Similar with polyhedron, attraction, and dimensional magnetic fields. They are likely broken in such a temperature and replaced by some other field with almost same property.

• ⌬Hypercluster's polyhedron field: Forms ~Icosi [tetra/dodeca] hedron. Polyhedrons' roles are almost same as supercluster space; decreasing energy of certain object so it does not completely destroy entire hypercluster.
• ~Icositetrahedron: Appears around objects producing immense amount of energy such as stars, holes and stuff like those.
• ~Icosidodecahedron: Appears around powerful events such as explosion of Instabilized supercluster.
• ⌬Hypercluster's attraction field: Almost exactly same as supercluster's, but has two bosons.
• Boson 1: Its job is same as in-supercluster attraction bosons: it randomly travel from particle to particle, and has about 1/10 chance of connecting striked dimensional gas particle and other dimensional gas particle that it started jumping with 1D string then goes away after successfully connecting two particle.
• Boson 2: Unlike in supercluster, 1D strings don't attract two connected particle by its own; here, the second attraction boson flows on string. When it collides with dimensional gas particle on the other side of string, two particle gets little closer. another second attraction boson flows through string, and it attracts particles closer. And that's what replaces attraction.
• ⌬Hypercluster's dimensional magnetic field: It is also same as supercluster's D-magnetic force, but this field has two bosons that carry D-magnetic force.
• Special dimensional magnetic force bosons: These bosons are infinitely stronger cousin of original D-magnetic field bosons. Same particle as light, but acts between several dimensions.
• Tail bosons: Tail bosons are negative mas particles that is trapped by wave of Special dimensional magnetic force bosons. The tail boson resonates right behind the special dimensional radiation boson, and creates two wavelength different from D-radiation. This boson transfers its mass to particle that host D-radiation hit.

## ⌬Ultramassive Stars

In hypercuster space, there are HUGE dimensional gas (OF COURSE made of particles that work in infinite temperature of hypercluster) nebula formed by collisions of superclusters. Nebula usually concentrates around supercluster's polyhedron, by enormous portion of spacetime web heading toward supercluster. If the weight of D-gas is large enough, rest is done by inside force of supercluster.

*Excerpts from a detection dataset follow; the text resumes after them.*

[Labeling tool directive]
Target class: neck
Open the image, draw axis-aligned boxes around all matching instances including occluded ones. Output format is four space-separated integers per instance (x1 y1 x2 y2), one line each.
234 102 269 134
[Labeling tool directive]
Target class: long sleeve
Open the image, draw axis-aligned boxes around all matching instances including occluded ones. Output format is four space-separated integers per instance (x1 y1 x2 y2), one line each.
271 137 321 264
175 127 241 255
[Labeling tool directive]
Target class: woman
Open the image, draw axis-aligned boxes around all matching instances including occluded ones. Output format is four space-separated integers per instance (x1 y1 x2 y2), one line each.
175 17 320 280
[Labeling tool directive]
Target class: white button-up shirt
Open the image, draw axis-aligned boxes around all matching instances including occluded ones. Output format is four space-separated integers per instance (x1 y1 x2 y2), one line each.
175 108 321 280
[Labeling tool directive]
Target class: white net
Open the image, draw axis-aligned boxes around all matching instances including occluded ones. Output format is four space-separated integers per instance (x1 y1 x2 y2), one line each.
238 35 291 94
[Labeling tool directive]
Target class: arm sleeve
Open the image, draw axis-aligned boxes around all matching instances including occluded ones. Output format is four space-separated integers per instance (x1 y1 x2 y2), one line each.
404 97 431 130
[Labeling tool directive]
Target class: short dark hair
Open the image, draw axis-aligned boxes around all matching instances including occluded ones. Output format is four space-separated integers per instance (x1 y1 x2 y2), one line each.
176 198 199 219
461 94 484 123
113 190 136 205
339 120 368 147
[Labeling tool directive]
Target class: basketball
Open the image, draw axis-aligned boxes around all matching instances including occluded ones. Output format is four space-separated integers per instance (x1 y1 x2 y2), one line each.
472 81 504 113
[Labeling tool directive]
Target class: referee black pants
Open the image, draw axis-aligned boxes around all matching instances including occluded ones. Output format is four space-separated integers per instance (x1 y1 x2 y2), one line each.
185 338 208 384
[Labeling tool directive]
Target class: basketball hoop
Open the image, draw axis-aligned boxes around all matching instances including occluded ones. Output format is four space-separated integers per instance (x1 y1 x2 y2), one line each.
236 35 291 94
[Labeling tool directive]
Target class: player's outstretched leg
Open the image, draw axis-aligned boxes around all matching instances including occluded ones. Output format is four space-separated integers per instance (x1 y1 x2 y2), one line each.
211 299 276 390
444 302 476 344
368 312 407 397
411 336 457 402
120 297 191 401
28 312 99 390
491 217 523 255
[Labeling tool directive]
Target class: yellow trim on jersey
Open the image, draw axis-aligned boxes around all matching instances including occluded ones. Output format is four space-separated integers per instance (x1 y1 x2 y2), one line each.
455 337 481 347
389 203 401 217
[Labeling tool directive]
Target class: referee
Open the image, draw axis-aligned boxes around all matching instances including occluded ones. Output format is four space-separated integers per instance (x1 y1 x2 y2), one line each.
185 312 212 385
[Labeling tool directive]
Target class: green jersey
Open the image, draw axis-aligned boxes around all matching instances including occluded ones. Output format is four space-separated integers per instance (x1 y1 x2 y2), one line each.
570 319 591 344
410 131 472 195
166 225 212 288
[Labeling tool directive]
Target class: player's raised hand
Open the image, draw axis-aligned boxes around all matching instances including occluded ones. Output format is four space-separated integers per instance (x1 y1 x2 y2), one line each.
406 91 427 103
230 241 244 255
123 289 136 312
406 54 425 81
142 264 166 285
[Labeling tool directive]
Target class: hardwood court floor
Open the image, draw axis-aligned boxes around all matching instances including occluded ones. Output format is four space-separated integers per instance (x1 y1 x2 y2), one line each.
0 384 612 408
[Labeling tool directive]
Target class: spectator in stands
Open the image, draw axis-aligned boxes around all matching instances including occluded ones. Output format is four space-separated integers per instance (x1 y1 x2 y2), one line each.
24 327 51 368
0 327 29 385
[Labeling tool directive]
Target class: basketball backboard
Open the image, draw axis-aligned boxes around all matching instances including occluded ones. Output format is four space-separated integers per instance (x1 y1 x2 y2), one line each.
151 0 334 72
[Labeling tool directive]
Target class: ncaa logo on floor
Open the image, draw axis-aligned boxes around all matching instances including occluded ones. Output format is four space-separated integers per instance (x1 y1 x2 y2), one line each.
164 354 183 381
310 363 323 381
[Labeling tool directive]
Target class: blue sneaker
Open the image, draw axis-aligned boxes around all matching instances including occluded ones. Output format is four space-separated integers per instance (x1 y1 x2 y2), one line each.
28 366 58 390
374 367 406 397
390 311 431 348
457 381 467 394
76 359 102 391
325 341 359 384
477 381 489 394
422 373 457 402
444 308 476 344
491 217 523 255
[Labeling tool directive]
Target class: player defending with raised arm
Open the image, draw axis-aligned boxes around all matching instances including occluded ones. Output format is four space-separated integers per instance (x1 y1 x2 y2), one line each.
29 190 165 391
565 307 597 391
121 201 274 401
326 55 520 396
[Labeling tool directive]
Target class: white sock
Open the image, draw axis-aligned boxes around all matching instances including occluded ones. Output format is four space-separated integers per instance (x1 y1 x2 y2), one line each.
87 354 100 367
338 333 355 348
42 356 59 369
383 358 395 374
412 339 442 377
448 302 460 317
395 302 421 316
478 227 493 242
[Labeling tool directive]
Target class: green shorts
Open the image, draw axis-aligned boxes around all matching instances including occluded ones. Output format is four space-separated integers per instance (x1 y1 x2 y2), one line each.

Little special thing about stars of hypercluster is, that they are most abundant object in the hypercluster. Mainly because the superclusters are so easily engulfed by sticking nebula, and one other reason being stars are almost completely indestructible from outside force, granting it greater lifespan than Superclusters safe from destruction.

NOTE: indescribable energy of hypercluster space melts away barriers of verses, but does not destroy anything inside it. This creates so-called "transparent verses". Their inner observers are able to observe objects inside hypercluster, unlike inside supercluster, which does not have enough energy level to melt away verse barriers.

CONTINUED NOTE: objects of hypercluster will surely be mystical and byotiful from perspective inside verses, but they will be like inaccessible background that changes actively for eternity.

### ⌬Type UM1 star

UM1 star observed from transparent universe.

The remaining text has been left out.